Om in aanmerking te komen voor gelijkstelling met een Nederlander moet op grond van artikel 6a, negende lid, OLW zijn voldaan aan twee vereisten, te weten:
1. de opgeëiste persoon verblijft ten minste vijf jaren ononderbroken rechtmatig in Nederland als bedoeld in artikel 8, onder a tot en met e en l, Vreemdelingenwet 2000;
2. ten aanzien van de opgeëiste persoon bestaat de verwachting dat hij niet zijn recht van verblijf in Nederland verliest ten gevolge van de opgelegde straf of maatregel.
Eerste voorwaarde
De rechtbank is met de officier van justitie en de verdediging van oordeel dat de opgeëiste persoon aan de hand van de overgelegde stukken heeft aangetoond dat hij ten minste vijf jaren ononderbroken rechtmatig in Nederland verblijft als bedoeld in artikel 8, onder a tot en met e en l, Vreemdelingenwet 2000 en daarmee een duurzaam verblijfsrecht heeft verworven. Immers uit het dossier blijkt dat de opgeëiste persoon vanaf 22 januari 2015 voortdurend ingeschreven heeft gestaan in het BRP- register en uit de overgelegde inkomens gegevens van de afgelopen 5 jaar blijkt dat hij ruimschoots voldoet aan 50% van de bijstandsnorm.
Aan deze voorwaarde is dus voldaan.
Tweede voorwaarde
De tweede voorwaarde voor gelijkstelling met een Nederlander wordt getoetst aan de hand van een verklaring van de Immigratie- en Naturalisatiedienst (IND) over de verwachting of de opgeëiste persoon al dan niet zijn recht van verblijf in Nederland verliest ten gevolge van de opgelegde straf of maatregel.
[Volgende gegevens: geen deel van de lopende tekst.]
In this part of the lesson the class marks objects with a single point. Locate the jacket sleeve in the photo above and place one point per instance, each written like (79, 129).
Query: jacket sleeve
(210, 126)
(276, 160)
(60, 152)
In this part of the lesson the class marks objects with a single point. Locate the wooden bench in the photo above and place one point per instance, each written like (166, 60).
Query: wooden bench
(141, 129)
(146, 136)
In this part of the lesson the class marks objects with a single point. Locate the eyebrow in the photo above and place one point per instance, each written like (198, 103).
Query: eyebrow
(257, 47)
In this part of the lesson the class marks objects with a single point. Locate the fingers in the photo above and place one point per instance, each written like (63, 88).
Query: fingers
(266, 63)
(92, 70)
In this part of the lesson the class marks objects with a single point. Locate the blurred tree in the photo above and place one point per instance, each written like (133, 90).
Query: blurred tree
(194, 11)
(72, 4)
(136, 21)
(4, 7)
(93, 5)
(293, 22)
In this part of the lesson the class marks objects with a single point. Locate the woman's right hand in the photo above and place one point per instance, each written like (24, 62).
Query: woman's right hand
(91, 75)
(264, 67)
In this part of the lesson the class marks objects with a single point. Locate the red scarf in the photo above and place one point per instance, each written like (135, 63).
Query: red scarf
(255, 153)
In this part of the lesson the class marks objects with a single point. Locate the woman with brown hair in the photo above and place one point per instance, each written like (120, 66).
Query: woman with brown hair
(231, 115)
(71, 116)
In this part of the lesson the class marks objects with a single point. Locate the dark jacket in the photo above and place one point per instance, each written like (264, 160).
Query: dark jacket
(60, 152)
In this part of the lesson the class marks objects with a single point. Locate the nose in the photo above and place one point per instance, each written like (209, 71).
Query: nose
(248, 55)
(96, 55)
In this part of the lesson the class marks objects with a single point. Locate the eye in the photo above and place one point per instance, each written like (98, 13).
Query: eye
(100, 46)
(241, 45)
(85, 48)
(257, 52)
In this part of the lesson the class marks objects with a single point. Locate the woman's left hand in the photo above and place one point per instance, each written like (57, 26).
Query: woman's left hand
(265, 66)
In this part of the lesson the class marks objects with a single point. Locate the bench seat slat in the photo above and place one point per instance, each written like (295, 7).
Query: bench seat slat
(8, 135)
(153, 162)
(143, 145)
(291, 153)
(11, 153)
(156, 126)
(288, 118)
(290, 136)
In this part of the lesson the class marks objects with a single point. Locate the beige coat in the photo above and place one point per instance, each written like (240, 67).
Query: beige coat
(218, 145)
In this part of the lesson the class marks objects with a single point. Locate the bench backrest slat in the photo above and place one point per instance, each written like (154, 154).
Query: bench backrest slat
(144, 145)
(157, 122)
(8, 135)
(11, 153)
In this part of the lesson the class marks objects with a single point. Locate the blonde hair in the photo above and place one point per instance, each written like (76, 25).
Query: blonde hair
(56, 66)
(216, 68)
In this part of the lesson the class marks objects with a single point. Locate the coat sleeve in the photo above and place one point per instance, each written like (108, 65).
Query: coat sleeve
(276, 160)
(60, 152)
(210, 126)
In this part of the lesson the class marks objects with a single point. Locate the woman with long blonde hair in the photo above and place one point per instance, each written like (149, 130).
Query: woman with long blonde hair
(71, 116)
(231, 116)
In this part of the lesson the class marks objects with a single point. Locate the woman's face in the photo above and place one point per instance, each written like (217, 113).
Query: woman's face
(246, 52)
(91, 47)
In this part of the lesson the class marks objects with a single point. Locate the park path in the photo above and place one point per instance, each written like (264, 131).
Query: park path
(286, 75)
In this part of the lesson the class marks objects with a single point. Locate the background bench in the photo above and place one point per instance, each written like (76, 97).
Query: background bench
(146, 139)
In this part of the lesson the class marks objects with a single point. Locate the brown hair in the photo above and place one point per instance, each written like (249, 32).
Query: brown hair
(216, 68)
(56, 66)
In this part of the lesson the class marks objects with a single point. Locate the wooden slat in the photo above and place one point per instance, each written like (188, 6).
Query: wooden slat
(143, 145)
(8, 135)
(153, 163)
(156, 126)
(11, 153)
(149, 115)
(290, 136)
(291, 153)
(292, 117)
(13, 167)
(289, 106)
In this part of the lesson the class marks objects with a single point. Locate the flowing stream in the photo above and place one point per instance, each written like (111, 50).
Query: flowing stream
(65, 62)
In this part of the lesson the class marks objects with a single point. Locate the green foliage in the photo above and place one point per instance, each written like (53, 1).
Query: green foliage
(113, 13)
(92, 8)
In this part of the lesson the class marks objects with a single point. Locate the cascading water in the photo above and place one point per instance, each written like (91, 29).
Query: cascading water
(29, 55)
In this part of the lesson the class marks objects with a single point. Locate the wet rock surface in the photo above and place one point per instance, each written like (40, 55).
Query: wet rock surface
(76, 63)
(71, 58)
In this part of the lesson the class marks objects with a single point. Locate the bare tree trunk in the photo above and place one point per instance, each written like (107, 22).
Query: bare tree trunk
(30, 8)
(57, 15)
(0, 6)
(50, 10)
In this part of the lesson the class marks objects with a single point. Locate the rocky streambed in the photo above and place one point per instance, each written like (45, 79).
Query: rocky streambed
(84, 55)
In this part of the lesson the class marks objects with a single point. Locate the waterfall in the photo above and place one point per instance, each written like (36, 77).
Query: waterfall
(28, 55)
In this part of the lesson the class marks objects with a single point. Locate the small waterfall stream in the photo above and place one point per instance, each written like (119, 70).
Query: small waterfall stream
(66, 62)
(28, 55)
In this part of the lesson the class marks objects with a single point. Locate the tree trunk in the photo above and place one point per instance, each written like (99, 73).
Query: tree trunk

Uit de brief van de IND van 31 maart 2015 volgt dat de opgeëiste persoon als gevolg van zijn veroordeling in Polen zijn verblijfsrecht in Nederland niet zal verliezen. Bij e-mail van 13 juli 2023 heeft de IND laten weten dat er geen aanleiding is om anders te oordelen dan in de brief van 31 maart 2015.
Ook aan deze voorwaarde is voldaan.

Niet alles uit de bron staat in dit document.